The Benefits to Refinancing: Example
Here’s an example showing how a refinance can result in a lower monthly payment and less interest paid over the life of a loan:
- Home purchase value: $500,000
- 10% down payment: $50,000
- 30-year mortgage
- 4.25% interest rate on the $450,000 loan (after down payment)
If you’ve been paying the loan for five years, you’d have a loan balance of roughly $408,000, according to the NextAdvisor mortgage calculator.
By taking out a new 30-year refinance loan at 3.125%, you would lower your monthly payment by $466 and save approximately $32,919 in interest.
|Loan Balance||Interest Rate||Monthly Principal and Interest||Total Interest Remaining|
|Loan Balance After 5 Years||$408,000||4.25%||$2,213||$254,298|
|Refinance Loan Amount||$408,000||3.125%||$1,747||$221,379|
Keep in mind that in this scenario, you’d be extending the time you’ll have mortgage payments by five extra years. It can still make sense in terms of interest savings, but if you’ve been paying down a mortgage for longer than 5 years, a better bet could be refinancing into a shorter-term mortgage. It might come with a higher monthly payment, but the interest savings could be even greater.

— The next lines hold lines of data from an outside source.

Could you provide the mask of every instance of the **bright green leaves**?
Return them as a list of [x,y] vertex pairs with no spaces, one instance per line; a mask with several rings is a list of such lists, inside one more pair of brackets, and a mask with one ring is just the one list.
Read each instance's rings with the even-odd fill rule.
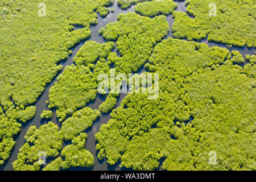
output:
[[128,94],[96,135],[98,158],[138,170],[157,168],[163,158],[167,170],[255,169],[254,56],[243,70],[233,65],[242,56],[232,53],[182,40],[158,44],[145,66],[159,74],[159,98]]
[[62,124],[60,132],[64,140],[72,140],[78,134],[90,127],[94,121],[100,115],[97,110],[85,107],[76,111],[73,115],[64,121]]
[[42,119],[50,119],[52,117],[52,111],[51,110],[44,110],[40,117]]
[[230,61],[232,61],[233,63],[241,64],[245,62],[243,56],[240,54],[238,51],[233,51],[231,52],[231,53],[232,54],[233,57]]
[[98,59],[106,59],[114,47],[115,44],[112,42],[102,44],[93,41],[86,42],[74,57],[74,62],[77,65],[88,65],[94,63]]
[[49,91],[49,107],[56,107],[61,121],[96,97],[97,78],[83,65],[67,67]]
[[[0,106],[11,119],[2,119],[2,116],[0,118],[0,125],[3,125],[1,130],[4,130],[0,138],[0,164],[14,145],[11,138],[20,130],[20,124],[15,123],[15,120],[26,122],[34,117],[35,107],[30,106],[24,110],[24,107],[33,104],[46,84],[62,69],[62,65],[57,63],[68,58],[69,49],[90,36],[89,26],[97,23],[97,9],[113,2],[1,2]],[[46,5],[46,14],[39,17],[38,5],[42,3]],[[73,25],[85,28],[72,31]],[[6,130],[10,127],[11,130]]]
[[105,102],[101,104],[99,106],[99,110],[102,113],[108,113],[109,111],[114,109],[114,106],[117,104],[117,100],[116,97],[110,94],[108,96]]
[[154,129],[148,133],[136,136],[127,146],[122,156],[121,166],[135,170],[153,170],[159,166],[162,151],[171,140],[163,130]]
[[[189,0],[187,12],[175,11],[172,31],[176,38],[199,40],[207,35],[208,41],[231,45],[255,47],[256,42],[255,3],[243,1]],[[214,3],[216,7],[209,6]],[[216,9],[216,16],[209,12]]]
[[177,7],[172,0],[146,1],[138,3],[135,11],[141,15],[153,17],[159,15],[168,15]]
[[119,14],[117,19],[100,33],[107,40],[117,40],[117,49],[121,57],[115,59],[116,72],[134,73],[146,62],[153,46],[166,36],[169,26],[163,15],[151,19],[127,13]]
[[[147,1],[147,0],[146,0]],[[123,10],[126,10],[137,2],[146,1],[143,0],[117,0],[117,5]],[[152,0],[147,0],[152,1]]]
[[81,133],[72,140],[72,144],[67,146],[62,150],[62,158],[57,158],[43,170],[59,171],[60,168],[66,169],[71,167],[92,167],[94,164],[93,155],[84,148],[86,138],[85,133]]
[[100,14],[101,16],[105,17],[109,13],[109,9],[106,7],[99,7],[99,8],[97,10],[97,12]]
[[30,127],[25,136],[27,142],[20,148],[18,159],[13,163],[14,170],[39,170],[41,164],[38,160],[42,155],[45,154],[46,158],[59,155],[62,138],[59,127],[52,122],[42,125],[39,129]]

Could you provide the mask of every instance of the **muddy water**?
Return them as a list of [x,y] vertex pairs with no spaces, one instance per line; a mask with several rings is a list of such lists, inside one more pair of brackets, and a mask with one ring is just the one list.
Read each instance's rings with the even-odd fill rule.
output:
[[[176,9],[177,11],[180,11],[185,12],[186,11],[186,7],[185,6],[185,2],[175,2],[177,4],[177,8]],[[127,12],[134,12],[134,6],[132,6],[131,7],[128,9],[126,10],[121,10],[119,8],[117,5],[116,1],[114,2],[114,4],[110,6],[110,8],[113,8],[114,9],[114,13],[110,13],[106,17],[102,18],[100,16],[98,16],[98,24],[95,26],[92,26],[90,27],[90,30],[91,30],[91,36],[89,39],[86,40],[86,41],[93,40],[96,41],[99,43],[104,43],[106,41],[104,40],[104,39],[100,35],[98,35],[98,31],[101,29],[101,27],[105,27],[105,26],[109,23],[109,22],[114,22],[117,21],[117,17],[120,13],[126,14]],[[172,23],[174,22],[174,19],[172,18],[171,15],[167,16],[167,20],[168,22],[170,24],[170,30],[171,30],[171,27]],[[81,28],[81,27],[75,27],[74,31],[76,29]],[[173,38],[172,34],[171,33],[171,31],[168,34],[165,39],[167,39],[168,38]],[[76,55],[77,51],[80,49],[81,46],[84,44],[85,42],[82,42],[80,44],[77,44],[72,49],[73,51],[73,54],[69,56],[68,59],[65,61],[61,61],[59,64],[61,64],[63,65],[64,68],[65,68],[67,65],[71,65],[73,64],[73,58]],[[219,46],[221,47],[226,48],[226,45],[218,44],[216,43],[209,43],[208,42],[207,39],[205,40],[202,40],[199,42],[205,43],[208,44],[210,47],[212,46]],[[255,53],[255,49],[248,49],[248,48],[244,47],[233,47],[231,48],[229,48],[230,51],[237,50],[244,57],[246,54],[253,55]],[[114,49],[115,52],[116,52],[116,49]],[[63,69],[63,71],[64,69]],[[16,159],[17,155],[19,152],[19,149],[24,144],[25,142],[25,139],[24,139],[24,136],[27,133],[27,130],[31,126],[36,126],[37,128],[39,128],[42,125],[45,124],[49,121],[49,120],[41,119],[40,117],[40,114],[42,113],[42,111],[43,110],[48,110],[47,108],[47,106],[46,104],[46,101],[48,100],[48,93],[49,93],[49,89],[54,85],[54,83],[56,81],[56,78],[57,76],[61,74],[63,72],[60,72],[59,74],[53,78],[53,80],[51,82],[51,83],[48,84],[45,89],[44,92],[43,94],[40,96],[35,105],[36,106],[36,113],[35,117],[28,121],[27,123],[23,123],[22,125],[20,132],[14,138],[16,141],[15,146],[14,146],[12,153],[10,156],[7,161],[5,163],[5,164],[2,166],[0,169],[1,170],[13,170],[13,166],[11,163]],[[143,67],[141,68],[138,73],[141,73],[144,71],[144,69]],[[120,106],[121,102],[123,98],[126,96],[126,94],[121,94],[118,100],[117,105],[115,106],[115,108],[118,107]],[[92,109],[98,109],[98,106],[102,103],[106,98],[103,96],[97,96],[95,101],[93,102],[90,102],[88,104],[87,106],[90,107]],[[119,163],[117,164],[115,166],[112,166],[106,163],[106,159],[103,160],[98,160],[97,158],[97,152],[95,148],[95,146],[96,144],[96,141],[95,140],[95,134],[100,131],[100,128],[102,124],[108,123],[108,121],[110,118],[110,113],[107,114],[102,114],[100,118],[98,118],[93,123],[92,126],[86,130],[86,133],[88,134],[88,139],[85,144],[85,148],[93,154],[94,156],[94,165],[91,168],[72,168],[69,169],[69,170],[126,170],[127,169],[126,168],[120,168],[119,167]],[[51,120],[55,123],[58,125],[59,126],[60,126],[60,123],[57,121],[56,112],[53,111],[53,115],[52,119]],[[70,142],[64,142],[64,147],[66,144],[70,144]],[[49,162],[49,161],[48,161]],[[162,163],[162,160],[161,160],[160,163]],[[158,169],[161,169],[161,166]]]

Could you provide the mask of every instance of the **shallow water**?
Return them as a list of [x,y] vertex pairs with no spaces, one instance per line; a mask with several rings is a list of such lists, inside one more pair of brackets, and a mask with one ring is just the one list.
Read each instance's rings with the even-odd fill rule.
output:
[[[186,11],[186,7],[185,6],[185,2],[175,2],[177,4],[177,11],[180,11],[185,12]],[[117,2],[115,1],[114,4],[110,6],[110,8],[114,9],[114,13],[110,13],[106,17],[102,18],[102,17],[98,16],[98,24],[97,25],[92,26],[90,27],[91,30],[91,36],[90,38],[86,40],[86,41],[93,40],[96,41],[99,43],[104,43],[106,42],[106,41],[100,35],[98,35],[98,31],[101,27],[105,27],[105,26],[109,22],[115,22],[117,21],[117,17],[120,13],[126,14],[127,12],[134,12],[134,6],[132,6],[131,7],[129,8],[126,10],[121,10],[119,7],[117,6]],[[171,30],[172,24],[174,22],[174,19],[172,18],[171,15],[167,16],[167,20],[168,22],[170,24],[170,30]],[[81,27],[76,27],[73,31],[77,29],[81,28]],[[171,31],[168,34],[164,39],[167,39],[168,38],[173,38]],[[220,47],[226,48],[225,44],[216,43],[209,43],[208,42],[207,39],[199,41],[199,42],[205,43],[209,45],[210,47],[212,46],[219,46]],[[72,49],[73,51],[73,54],[69,56],[68,59],[65,61],[63,61],[59,63],[63,65],[65,68],[67,65],[71,65],[73,64],[73,58],[76,55],[77,51],[80,49],[81,47],[84,44],[85,41],[82,42],[81,43],[77,44],[74,48]],[[246,54],[254,55],[255,53],[255,48],[250,48],[244,47],[232,47],[229,48],[230,51],[233,50],[238,51],[244,57],[245,57]],[[114,50],[115,52],[117,52],[116,49]],[[8,160],[6,161],[5,164],[0,168],[1,170],[13,170],[11,163],[16,159],[17,155],[19,152],[19,149],[24,144],[25,142],[25,139],[24,139],[24,136],[27,133],[27,130],[31,126],[36,126],[37,128],[39,128],[42,125],[45,124],[48,122],[49,119],[41,119],[40,115],[43,110],[48,110],[47,108],[47,105],[46,101],[48,100],[48,93],[49,89],[54,85],[54,83],[56,81],[56,78],[57,76],[61,74],[64,69],[60,72],[58,75],[52,80],[52,81],[47,85],[45,90],[42,93],[42,94],[39,97],[39,99],[35,103],[35,105],[36,106],[36,113],[34,118],[30,121],[28,121],[27,123],[23,123],[21,128],[21,131],[19,134],[15,137],[14,139],[16,141],[16,144],[13,150],[12,153],[10,155]],[[138,73],[141,73],[145,71],[144,67],[141,68],[137,72]],[[121,105],[121,102],[123,98],[127,95],[127,94],[121,94],[118,100],[117,105],[115,106],[115,108],[119,107]],[[102,103],[105,100],[105,96],[98,95],[96,100],[89,102],[86,106],[88,106],[92,109],[98,109],[98,106]],[[95,134],[100,131],[100,128],[102,124],[108,123],[108,121],[110,118],[110,113],[107,114],[104,114],[101,115],[101,117],[98,118],[96,121],[94,122],[92,126],[86,130],[86,133],[88,135],[88,139],[85,144],[85,148],[89,150],[94,156],[94,165],[91,168],[71,168],[69,170],[126,170],[127,169],[125,168],[120,168],[119,167],[119,163],[115,166],[112,166],[106,163],[106,159],[102,160],[98,160],[97,158],[97,152],[95,148],[96,146],[96,140],[95,140]],[[51,119],[53,123],[61,126],[60,123],[57,121],[56,112],[53,110],[53,115],[52,119]],[[63,147],[67,144],[70,144],[70,142],[64,142]],[[160,164],[163,161],[160,161]],[[47,162],[49,162],[49,160]],[[159,169],[161,169],[162,165],[160,165]]]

How to Decide If Refinancing Makes Sense for You
Refinancing your mortgage can be a smart money move, depending on your financial goals. First, think about what is most important to you in the short and long term. For instance, are you looking to lower your interest rate to minimize the total interest paid over the life of the loan? Or perhaps you are interested in lowering your monthly payments to be able to save and invest sooner?
Regardless of where interest rates currently stand, it’s important to take some time to consider your personal situation so any action you take aligns with your goals and circumstances. Here are some scenarios to think about.
How refinancing can improve your credit
If you decide to use your monthly savings to pay down your debt, you could also improve your credit. Part of your credit score is affected by the amount of debt you carry. Having a smaller amount of debt in relation to your total available credit generally results in a higher credit score. With a higher credit score, you would receive more favorable interest rates on other loans, such as a mortgage or a car loan.
How refinancing could help your retirement plans
Refinancing your home to lower your mortgage payment means you’ll have extra money each month to save for an emergency fund, pay down high-interest debt, or invest in retirement. By saving and investing earlier, you’ll be able to take advantage of the power of compound interest.
For example, if you were to invest $200 a month from ages 25 to 65 at a 7% rate of return, your investments would be worth approximately $500,000, according to the NextAdvisor savings calculator. Waiting until the age of 35 to invest the same amount, however, would give you less than $240,000 by the time you reach age 65.